Lo stesso Pil è cresciuto del 3,3% annuale nel secondo trimestre, pur dopo un -0,5% nel primo.
Rischio di mossa affrettata
In teoria, la FED non avrebbe alcuna fretta di tagliare i tassi. Anzi, dovrebbe attendere l’evoluzione dell’inflazione nei prossimi mesi, complice un dollaro indebolitosi in media di oltre l’11% dall’inizio dell’anno contro le altre valute mondiali e ai minimi da inizio 2022. Ma la pressione politica si è fatta insostenibile per Powell. Il quale non è stato senza macchia. Il taglio di un anno fa dello 0,50% fu a dir poco avventato. Da allora i rendimenti dei Treasury sono risaliti sul tratto medio-lungo della curva. Il decennale offre +40 punti, il trentennale +70. Il mercato stesso non ha creduto all’allentamento di Atlanta.

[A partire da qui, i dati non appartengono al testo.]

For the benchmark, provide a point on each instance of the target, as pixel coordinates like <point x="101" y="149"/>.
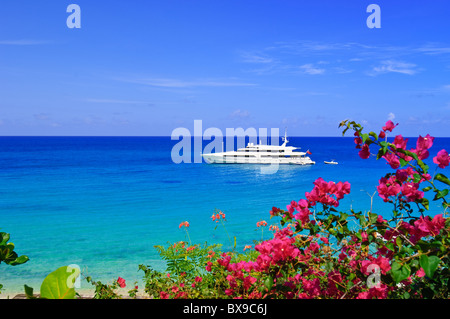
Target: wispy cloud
<point x="341" y="57"/>
<point x="433" y="49"/>
<point x="395" y="67"/>
<point x="23" y="42"/>
<point x="177" y="83"/>
<point x="311" y="69"/>
<point x="240" y="114"/>
<point x="114" y="101"/>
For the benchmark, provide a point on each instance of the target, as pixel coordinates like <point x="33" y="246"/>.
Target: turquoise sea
<point x="103" y="203"/>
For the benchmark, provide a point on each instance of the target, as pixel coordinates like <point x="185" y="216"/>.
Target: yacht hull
<point x="219" y="159"/>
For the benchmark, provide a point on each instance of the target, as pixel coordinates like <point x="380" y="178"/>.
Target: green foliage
<point x="183" y="259"/>
<point x="59" y="284"/>
<point x="7" y="253"/>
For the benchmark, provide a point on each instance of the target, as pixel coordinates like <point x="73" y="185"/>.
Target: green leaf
<point x="417" y="178"/>
<point x="19" y="260"/>
<point x="429" y="264"/>
<point x="442" y="178"/>
<point x="374" y="135"/>
<point x="373" y="218"/>
<point x="29" y="292"/>
<point x="4" y="237"/>
<point x="59" y="284"/>
<point x="400" y="272"/>
<point x="268" y="283"/>
<point x="440" y="194"/>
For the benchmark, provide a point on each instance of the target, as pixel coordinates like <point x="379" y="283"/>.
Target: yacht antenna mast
<point x="285" y="137"/>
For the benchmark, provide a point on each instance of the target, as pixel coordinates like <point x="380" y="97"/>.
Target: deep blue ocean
<point x="103" y="203"/>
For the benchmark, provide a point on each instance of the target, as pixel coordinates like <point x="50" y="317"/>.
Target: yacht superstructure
<point x="262" y="154"/>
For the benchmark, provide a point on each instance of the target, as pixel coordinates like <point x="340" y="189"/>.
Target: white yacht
<point x="262" y="154"/>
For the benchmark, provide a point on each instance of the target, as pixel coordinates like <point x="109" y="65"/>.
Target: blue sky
<point x="148" y="67"/>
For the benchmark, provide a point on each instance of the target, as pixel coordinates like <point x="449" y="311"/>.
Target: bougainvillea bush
<point x="318" y="251"/>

Sempre il mercato sconta altri due tagli dei tassi FED entro l’anno. Questi scenderebbero al 3,75% dal 4,50% attuale. Il dollaro è tornato ad indebolirsi su questa prospettiva. Il cambio con l’euro è sceso ai minimi da quattro anni. E dal nostro punto di vista di europei, costituisce un fatto sia positivo che negativo. Riduce il costo dei beni importati, per cui tendenzialmente anche l’inflazione. D’altro canto, rende meno competitive le nostre imprese, già in affanno a causa dei dazi.
Taglio dei tassi FED riducono i rendimenti
La prospettiva di tassi FED più bassi ha compresso nelle ultime sedute i rendimenti a lungo termine.
Non era scontato che accadesse. Come abbiamo visto, questi sono andati per la loro strada nell’ultimo anno. Le banche centrali riescono a influenzare direttamente sui rendimenti a breve termine. Quelli a lungo risentono delle aspettative su inflazione e rischio di credito. Questo trend più recente segnalerebbe che il mercato crede alla legittimità del nuovo taglio. Un beneficio indiretto anche per i debitori sovrani e corporate del Vecchio Continente, che potranno rifinanziarsi a lungo termine a costi minori. Ma l’oro lancia un segnale di allarme: i tassi potrebbero scendere con un’inflazione relativamente elevata, innescando una perdita di fiducia nelle banche centrali.